Weyts lance le Club des 7 km pour aller au travail à vélo

Le ministre flamand de la Mobilité, Ben Weyts (N-VA), veut encourager un nombre accru de citoyens à prendre le vélo pour se rendre au travail, notamment si la distance entre domicile et lieu de travail ne dépasse pas quelques kilomètres. Weyts lance le Club 7 km, tout en menant une large campagne pour tenter davantage de cyclistes potentiels.

La Flandre est une région propice au vélo, mais on le sort surtout le week-end. Dès le lundi matin, les cyclistes de temps libre reprennent leur voiture pour se rendre au travail, allongeant ainsi les files sur les routes de Flandre. A l’heure actuelle, seuls 16% de la circulation entre le domicile et le lieu de travail sont des vélos.

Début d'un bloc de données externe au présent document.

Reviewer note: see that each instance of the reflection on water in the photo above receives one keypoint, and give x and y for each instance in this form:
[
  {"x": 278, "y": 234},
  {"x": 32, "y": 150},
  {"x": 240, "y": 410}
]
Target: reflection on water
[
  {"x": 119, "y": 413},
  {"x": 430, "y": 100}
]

Le ministre régional de la Mobilité, Ben Weyts, veut y changer quelque chose. "La Flandre doit devenir un pays du vélo même en semaine ".

Il lance donc le Club 7 km, qui est la distance moyenne parcourue par les navetteurs à vélo. Pour élargir ce club, le ministre a donné le coup d’envoi d’une large campagne de sensibilisation, quelques jours seulement après la Semaine de la Mobilité. Ce jeudi matin, Weyts donnait l’exemple en parcourant à vélo les 17 km qui séparent sa maison de son cabinet.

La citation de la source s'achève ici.